L’intervention de Michel Briand, élu vert, adjoint au maire de Brest, conseiller communautaire
Monsieur Le Président
La modification des statuts, avec l’entrée de groupements de collectivités du Nord Finistère, comme nouveaux actionnaires, ne fait qu’entériner une situation où l’incinération occupe une place trop importante. Choix que nous avons déjà eu l’occasion de critiquer même si nous nous réjouissons de la mise en place du tri sélectif qui a permis de réduire le volume de déchets incinérés sur l’agglomération.
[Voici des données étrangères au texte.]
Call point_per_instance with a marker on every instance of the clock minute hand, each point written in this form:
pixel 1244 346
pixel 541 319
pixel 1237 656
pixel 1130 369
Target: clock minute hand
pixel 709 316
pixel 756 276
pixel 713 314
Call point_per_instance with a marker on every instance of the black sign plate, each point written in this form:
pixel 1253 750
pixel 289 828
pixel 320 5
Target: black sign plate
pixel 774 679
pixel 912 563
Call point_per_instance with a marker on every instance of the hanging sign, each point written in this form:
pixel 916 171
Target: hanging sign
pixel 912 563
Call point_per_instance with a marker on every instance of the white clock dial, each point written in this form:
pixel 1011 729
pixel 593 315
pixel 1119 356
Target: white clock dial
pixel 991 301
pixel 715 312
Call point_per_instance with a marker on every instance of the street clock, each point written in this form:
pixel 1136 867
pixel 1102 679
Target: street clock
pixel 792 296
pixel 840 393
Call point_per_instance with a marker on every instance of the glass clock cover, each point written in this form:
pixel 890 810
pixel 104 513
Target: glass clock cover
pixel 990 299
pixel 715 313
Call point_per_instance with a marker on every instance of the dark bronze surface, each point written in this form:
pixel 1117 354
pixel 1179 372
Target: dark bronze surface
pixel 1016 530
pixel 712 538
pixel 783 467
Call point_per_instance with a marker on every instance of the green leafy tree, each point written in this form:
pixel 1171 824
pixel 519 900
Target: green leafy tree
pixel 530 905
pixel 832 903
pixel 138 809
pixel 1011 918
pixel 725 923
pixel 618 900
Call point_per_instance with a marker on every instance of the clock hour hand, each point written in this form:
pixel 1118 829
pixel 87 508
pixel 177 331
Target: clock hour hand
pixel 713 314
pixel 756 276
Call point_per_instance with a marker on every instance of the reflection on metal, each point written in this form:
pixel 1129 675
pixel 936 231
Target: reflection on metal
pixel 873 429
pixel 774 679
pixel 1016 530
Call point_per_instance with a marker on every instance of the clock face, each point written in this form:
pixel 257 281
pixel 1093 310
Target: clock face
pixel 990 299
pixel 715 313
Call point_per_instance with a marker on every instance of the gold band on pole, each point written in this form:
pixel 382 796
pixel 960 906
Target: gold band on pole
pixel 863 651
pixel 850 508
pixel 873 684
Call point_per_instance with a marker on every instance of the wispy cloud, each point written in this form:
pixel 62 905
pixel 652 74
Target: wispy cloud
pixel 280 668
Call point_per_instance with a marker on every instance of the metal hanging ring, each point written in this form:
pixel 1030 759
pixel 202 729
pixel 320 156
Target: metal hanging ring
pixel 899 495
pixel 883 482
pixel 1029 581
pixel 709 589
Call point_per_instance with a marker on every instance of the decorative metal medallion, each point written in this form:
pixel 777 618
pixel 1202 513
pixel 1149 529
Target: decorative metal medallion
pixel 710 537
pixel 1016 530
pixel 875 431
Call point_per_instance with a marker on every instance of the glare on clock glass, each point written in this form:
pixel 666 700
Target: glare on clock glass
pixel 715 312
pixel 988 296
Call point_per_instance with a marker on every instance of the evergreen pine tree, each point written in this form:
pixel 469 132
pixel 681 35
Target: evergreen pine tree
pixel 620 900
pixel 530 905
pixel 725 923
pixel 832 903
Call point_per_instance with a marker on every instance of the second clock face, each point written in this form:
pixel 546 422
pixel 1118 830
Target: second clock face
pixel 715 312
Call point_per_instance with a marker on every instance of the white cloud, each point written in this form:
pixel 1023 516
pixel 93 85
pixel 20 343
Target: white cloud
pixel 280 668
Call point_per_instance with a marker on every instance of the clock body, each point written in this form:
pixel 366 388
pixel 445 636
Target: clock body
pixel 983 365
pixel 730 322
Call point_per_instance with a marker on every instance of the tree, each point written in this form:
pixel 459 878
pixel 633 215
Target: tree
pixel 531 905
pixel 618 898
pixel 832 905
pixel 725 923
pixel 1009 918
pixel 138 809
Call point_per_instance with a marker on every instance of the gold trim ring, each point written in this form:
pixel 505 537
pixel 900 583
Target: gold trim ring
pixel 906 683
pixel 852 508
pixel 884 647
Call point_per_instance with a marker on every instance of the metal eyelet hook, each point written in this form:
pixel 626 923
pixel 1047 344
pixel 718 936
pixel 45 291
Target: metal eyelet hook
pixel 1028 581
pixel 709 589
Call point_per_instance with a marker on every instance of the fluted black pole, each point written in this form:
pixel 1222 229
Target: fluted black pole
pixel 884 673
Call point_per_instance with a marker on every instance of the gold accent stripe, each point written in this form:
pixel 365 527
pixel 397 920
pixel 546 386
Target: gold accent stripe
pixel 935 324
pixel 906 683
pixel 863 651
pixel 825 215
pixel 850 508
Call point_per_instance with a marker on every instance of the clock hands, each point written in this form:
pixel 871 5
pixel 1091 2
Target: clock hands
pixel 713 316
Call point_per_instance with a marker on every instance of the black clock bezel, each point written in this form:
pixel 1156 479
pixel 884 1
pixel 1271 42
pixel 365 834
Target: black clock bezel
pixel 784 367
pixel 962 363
Le coût de l’incinération qui ne cesse de croître incite les gestionnaires à agrandir de plus en plus le rayon d’intervention. C’est notamment l’arrivée de la Communauté d’agglomération du pays de Morlaix qui a entre temps renoncé à un traitement par compostage-méthanisation plus respectueux de l’environnement et de la santé publique, et c’est bien dommage
Ces milliers de déplacements de camions remplis de déchets sur les routes du Nord Finistère, auxquels il faut ajouter les milliers d’autres remplis des 31 000 tonnes de mâchefers produites ne sont pas tout à fait notre conception du développement durable.
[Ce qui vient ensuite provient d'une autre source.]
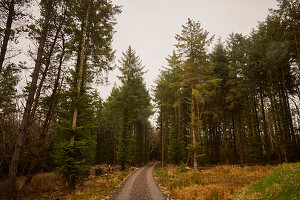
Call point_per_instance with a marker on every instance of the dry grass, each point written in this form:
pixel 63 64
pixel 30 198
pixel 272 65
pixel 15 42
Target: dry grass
pixel 51 186
pixel 221 182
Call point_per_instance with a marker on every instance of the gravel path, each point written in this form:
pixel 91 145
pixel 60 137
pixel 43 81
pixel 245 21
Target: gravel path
pixel 139 186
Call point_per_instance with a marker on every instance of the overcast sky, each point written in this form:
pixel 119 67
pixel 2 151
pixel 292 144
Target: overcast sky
pixel 149 26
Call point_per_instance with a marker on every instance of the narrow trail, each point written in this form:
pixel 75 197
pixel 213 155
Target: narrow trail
pixel 139 186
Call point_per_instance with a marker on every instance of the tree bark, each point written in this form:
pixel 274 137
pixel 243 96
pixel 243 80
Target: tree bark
pixel 194 134
pixel 7 32
pixel 46 124
pixel 23 130
pixel 81 69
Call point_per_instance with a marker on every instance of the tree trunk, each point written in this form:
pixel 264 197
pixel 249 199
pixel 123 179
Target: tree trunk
pixel 194 134
pixel 23 130
pixel 45 72
pixel 46 124
pixel 7 32
pixel 81 69
pixel 162 137
pixel 265 129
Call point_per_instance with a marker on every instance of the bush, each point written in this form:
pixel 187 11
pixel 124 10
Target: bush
pixel 182 168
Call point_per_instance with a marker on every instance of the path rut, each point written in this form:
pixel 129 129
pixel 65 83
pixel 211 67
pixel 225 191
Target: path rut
pixel 139 186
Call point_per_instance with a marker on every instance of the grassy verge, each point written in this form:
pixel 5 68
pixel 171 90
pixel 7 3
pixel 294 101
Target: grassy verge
pixel 283 183
pixel 221 182
pixel 50 186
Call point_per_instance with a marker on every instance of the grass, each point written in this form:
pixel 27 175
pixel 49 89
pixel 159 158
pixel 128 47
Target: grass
pixel 221 182
pixel 50 186
pixel 283 183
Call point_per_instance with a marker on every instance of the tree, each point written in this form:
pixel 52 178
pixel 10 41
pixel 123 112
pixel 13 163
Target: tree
pixel 11 10
pixel 46 7
pixel 136 109
pixel 90 29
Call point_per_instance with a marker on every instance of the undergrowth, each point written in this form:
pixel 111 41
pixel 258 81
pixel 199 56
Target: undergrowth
pixel 221 182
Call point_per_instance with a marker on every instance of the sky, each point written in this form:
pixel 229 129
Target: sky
pixel 150 26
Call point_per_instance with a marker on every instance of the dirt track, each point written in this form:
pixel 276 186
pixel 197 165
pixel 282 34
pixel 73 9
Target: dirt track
pixel 139 186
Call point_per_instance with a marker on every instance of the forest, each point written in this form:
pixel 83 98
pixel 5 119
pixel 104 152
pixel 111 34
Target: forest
pixel 231 100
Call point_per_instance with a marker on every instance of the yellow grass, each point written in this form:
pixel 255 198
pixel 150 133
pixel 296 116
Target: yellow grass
pixel 221 182
pixel 51 186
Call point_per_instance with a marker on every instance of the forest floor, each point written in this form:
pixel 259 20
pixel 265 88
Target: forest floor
pixel 51 186
pixel 140 186
pixel 220 182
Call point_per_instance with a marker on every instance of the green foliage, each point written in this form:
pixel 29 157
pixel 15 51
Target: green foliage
pixel 282 183
pixel 182 168
pixel 135 110
pixel 73 159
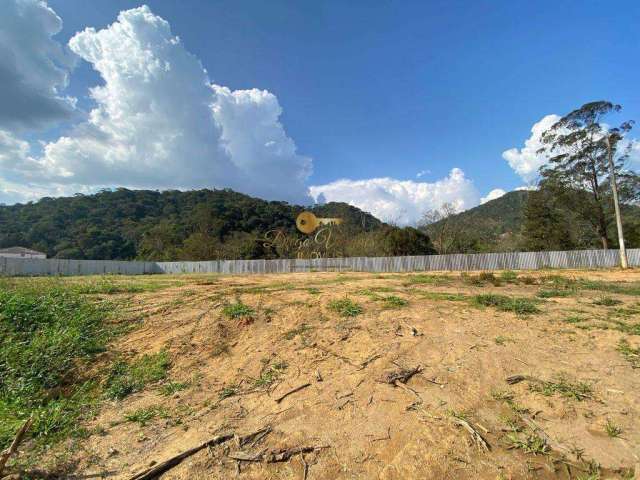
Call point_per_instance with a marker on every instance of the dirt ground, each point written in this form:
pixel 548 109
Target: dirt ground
pixel 575 414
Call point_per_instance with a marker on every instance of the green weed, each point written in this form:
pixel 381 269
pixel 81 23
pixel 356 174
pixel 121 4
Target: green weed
pixel 126 378
pixel 632 355
pixel 607 301
pixel 577 391
pixel 518 305
pixel 612 429
pixel 237 310
pixel 346 307
pixel 142 416
pixel 393 301
pixel 48 336
pixel 170 388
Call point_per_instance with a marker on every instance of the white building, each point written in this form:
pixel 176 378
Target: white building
pixel 21 252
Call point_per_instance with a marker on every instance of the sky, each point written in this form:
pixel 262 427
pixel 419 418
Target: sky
pixel 394 107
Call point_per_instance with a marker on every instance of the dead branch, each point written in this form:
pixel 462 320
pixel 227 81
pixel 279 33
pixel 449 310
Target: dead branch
pixel 513 379
pixel 160 468
pixel 537 429
pixel 6 454
pixel 372 358
pixel 274 456
pixel 402 375
pixel 253 438
pixel 294 390
pixel 475 435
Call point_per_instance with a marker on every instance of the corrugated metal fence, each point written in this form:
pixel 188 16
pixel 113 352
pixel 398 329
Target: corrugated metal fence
pixel 455 262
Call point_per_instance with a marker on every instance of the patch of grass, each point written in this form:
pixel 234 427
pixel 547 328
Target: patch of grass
pixel 228 391
pixel 502 395
pixel 142 416
pixel 48 336
pixel 237 310
pixel 517 305
pixel 393 301
pixel 555 292
pixel 301 329
pixel 170 388
pixel 607 301
pixel 632 355
pixel 624 288
pixel 575 319
pixel 346 307
pixel 220 347
pixel 509 276
pixel 423 279
pixel 528 443
pixel 126 378
pixel 449 297
pixel 575 390
pixel 612 429
pixel 270 373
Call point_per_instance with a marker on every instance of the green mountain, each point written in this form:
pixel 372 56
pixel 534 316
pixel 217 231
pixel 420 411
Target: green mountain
pixel 127 224
pixel 497 226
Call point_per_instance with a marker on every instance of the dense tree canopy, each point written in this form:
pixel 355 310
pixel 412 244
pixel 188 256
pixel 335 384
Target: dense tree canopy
pixel 193 225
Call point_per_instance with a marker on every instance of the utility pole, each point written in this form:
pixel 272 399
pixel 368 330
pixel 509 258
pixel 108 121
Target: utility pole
pixel 614 187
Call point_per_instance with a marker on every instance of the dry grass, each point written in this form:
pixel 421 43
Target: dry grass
pixel 227 347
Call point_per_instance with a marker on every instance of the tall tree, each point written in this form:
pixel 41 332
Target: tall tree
pixel 578 146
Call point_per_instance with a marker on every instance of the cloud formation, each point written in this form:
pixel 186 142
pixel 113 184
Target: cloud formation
pixel 158 122
pixel 400 201
pixel 34 68
pixel 492 195
pixel 526 161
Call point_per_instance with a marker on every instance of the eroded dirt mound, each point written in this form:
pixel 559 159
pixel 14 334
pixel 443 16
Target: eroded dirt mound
pixel 381 376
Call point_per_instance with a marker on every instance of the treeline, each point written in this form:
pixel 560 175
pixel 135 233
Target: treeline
pixel 572 206
pixel 194 225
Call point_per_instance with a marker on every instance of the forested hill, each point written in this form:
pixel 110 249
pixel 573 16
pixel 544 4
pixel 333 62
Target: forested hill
pixel 127 224
pixel 499 226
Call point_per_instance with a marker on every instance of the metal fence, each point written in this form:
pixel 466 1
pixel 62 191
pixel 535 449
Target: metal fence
pixel 454 262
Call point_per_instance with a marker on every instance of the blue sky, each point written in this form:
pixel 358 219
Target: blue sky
pixel 390 89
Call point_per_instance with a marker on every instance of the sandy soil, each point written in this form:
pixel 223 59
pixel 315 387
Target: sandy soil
pixel 370 428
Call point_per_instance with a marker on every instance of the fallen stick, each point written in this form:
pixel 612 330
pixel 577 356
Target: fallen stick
pixel 475 435
pixel 538 430
pixel 294 390
pixel 274 456
pixel 6 454
pixel 402 375
pixel 160 468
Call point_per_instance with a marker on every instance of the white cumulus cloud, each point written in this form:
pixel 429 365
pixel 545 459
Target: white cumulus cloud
pixel 526 161
pixel 492 195
pixel 159 122
pixel 400 201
Loin d’éliminer les déchets, l’incinération produit pour 4 tonnes de déchets une tonne mâchefers, ce qui représente au bout du compte des volumes considérables.
Les mâchefers sont loin d’être des sous-produits totalement inertes.
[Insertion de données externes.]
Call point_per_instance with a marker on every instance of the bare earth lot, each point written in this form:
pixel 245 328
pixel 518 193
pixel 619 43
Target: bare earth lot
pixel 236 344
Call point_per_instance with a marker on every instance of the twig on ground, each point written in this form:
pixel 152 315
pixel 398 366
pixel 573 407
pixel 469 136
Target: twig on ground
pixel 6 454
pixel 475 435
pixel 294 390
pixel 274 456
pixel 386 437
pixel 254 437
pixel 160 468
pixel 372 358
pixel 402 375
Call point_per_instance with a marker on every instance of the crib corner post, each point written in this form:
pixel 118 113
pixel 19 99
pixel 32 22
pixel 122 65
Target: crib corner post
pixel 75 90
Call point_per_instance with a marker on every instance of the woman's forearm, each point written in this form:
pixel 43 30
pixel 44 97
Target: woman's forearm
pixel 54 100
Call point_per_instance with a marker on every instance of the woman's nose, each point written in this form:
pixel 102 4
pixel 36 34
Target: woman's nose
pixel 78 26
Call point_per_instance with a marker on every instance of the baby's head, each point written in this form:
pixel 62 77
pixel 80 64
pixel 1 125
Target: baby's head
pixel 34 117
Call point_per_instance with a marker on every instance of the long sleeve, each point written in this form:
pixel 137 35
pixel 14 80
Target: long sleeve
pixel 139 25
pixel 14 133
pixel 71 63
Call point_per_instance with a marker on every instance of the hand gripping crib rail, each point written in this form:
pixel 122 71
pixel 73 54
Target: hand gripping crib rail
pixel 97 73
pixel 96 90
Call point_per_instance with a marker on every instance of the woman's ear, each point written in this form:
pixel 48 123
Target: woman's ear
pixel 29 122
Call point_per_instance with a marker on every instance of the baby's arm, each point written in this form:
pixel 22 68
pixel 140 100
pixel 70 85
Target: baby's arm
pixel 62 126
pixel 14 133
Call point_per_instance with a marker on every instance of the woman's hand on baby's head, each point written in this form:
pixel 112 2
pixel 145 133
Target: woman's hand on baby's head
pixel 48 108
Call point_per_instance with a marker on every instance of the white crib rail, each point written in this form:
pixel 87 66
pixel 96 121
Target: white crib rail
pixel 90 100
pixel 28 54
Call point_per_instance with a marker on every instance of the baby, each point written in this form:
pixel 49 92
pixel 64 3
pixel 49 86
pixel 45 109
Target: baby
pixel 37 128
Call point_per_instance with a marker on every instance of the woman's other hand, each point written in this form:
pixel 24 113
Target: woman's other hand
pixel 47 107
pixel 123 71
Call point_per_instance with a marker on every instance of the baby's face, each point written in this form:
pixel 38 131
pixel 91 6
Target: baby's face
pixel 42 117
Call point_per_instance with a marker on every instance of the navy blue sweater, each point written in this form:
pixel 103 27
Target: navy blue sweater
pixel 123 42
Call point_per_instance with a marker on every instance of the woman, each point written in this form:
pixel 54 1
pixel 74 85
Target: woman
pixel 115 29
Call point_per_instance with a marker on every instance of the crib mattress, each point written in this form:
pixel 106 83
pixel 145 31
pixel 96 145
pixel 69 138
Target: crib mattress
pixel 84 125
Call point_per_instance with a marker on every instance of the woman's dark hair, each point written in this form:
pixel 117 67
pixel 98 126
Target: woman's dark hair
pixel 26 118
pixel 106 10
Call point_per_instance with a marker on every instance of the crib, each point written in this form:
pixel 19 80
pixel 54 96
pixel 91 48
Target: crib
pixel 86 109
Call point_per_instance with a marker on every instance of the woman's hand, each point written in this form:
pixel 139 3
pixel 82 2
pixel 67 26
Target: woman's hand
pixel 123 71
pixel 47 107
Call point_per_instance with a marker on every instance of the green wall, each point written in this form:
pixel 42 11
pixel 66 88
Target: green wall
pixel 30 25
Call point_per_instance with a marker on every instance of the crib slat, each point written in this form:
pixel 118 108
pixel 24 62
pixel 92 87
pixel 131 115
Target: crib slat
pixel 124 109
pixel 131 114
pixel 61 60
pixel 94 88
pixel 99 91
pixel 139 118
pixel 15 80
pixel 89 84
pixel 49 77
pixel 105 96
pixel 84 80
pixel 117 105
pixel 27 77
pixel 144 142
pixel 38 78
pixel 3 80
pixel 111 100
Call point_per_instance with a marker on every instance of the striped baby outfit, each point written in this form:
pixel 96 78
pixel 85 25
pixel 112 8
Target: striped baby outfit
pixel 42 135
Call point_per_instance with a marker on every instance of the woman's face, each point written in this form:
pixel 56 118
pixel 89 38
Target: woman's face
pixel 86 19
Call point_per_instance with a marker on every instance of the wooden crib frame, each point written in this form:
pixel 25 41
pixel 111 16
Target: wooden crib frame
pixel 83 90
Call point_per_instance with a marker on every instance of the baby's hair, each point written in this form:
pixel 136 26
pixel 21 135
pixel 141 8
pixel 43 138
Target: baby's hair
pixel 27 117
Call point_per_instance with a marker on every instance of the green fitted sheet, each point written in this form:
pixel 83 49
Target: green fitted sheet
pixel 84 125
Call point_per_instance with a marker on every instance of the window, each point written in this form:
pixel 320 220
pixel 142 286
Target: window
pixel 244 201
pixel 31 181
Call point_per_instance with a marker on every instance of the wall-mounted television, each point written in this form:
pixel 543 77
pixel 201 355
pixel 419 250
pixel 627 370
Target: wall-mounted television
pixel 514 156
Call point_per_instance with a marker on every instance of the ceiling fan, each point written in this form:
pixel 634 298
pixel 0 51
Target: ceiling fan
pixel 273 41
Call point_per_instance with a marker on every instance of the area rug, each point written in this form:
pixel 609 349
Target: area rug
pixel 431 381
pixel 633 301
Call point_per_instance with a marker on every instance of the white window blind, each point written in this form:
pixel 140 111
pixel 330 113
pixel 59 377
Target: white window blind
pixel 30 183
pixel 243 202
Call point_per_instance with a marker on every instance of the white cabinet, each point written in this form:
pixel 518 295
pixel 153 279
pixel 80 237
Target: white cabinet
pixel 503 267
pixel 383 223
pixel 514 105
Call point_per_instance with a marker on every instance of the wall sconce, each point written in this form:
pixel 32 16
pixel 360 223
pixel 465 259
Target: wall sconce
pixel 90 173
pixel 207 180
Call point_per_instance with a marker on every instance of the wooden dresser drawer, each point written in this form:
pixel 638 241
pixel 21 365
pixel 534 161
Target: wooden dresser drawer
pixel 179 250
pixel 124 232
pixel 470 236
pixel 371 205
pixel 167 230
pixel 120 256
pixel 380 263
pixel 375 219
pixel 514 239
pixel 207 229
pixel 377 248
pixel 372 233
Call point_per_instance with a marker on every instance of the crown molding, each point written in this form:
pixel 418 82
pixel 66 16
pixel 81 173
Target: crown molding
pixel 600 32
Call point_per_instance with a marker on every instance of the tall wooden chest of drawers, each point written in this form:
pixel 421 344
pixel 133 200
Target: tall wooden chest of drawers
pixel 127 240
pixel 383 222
Le site du Ministère de l’Écologie et du Développement Durable, indique que la composition chimique des mâchefers et leur évolution sont dépendants de la composition des ordures incinérées.
On trouve couramment des métaux lourds comme le magnésium, le titane, le plomb, le chrome... et à un pourcentage plus faible des constituants comme l’arsenic, le cobalt, le cadmium, le mercure, etc....
Des études faites, à partir de la composition moyenne de 5 incinérateurs d’ordures ménagères en France ont permis d’estimer que pour 130 000 t annuelles de mâchefers on produit ainsi au bout de 10 ans de l’ordre de : 1 800t de plomb, 23t de cadmium, 10t d’arsenic, 3t de mercure, etc....
Outre des imbrûlés organiques, les mâchefers contiennent également certains composés dont les Chlorophénols ou des furanes et des dioxines dont la toxicité est reconnue hautement cancérigène.
Pour être utilisés en travaux publics., les matériaux doivent subir un déferraillage, un criblage puis une maturation pour être éventuellement déclarés valorisables.
Valorisable, il continue à évoluer minéralogiquement et chimiquement.
C’est bien pour cela qu’il est interdit de les utiliser :
dans les remblaiements de chaussées comportant des canalisations métalliques ou en construction de systèmes drainants,
dans les zones inondables,
à une distance inférieure à 30m d’un cours d’eau,
à moins de 50cm du niveau des plus hautes eaux connues sur le lieu d’utilisation.
Il n’existe que très peu de retours d’expériences. Pour les Verts, la valorisation des mâchefers correspond à une exportation de pollution incontrôlable vers le milieu naturel, elle doit être stoppée d’urgence, en attendant des études plus approfondies.
C’est pourquoi nous ne voterons pas cette délibération.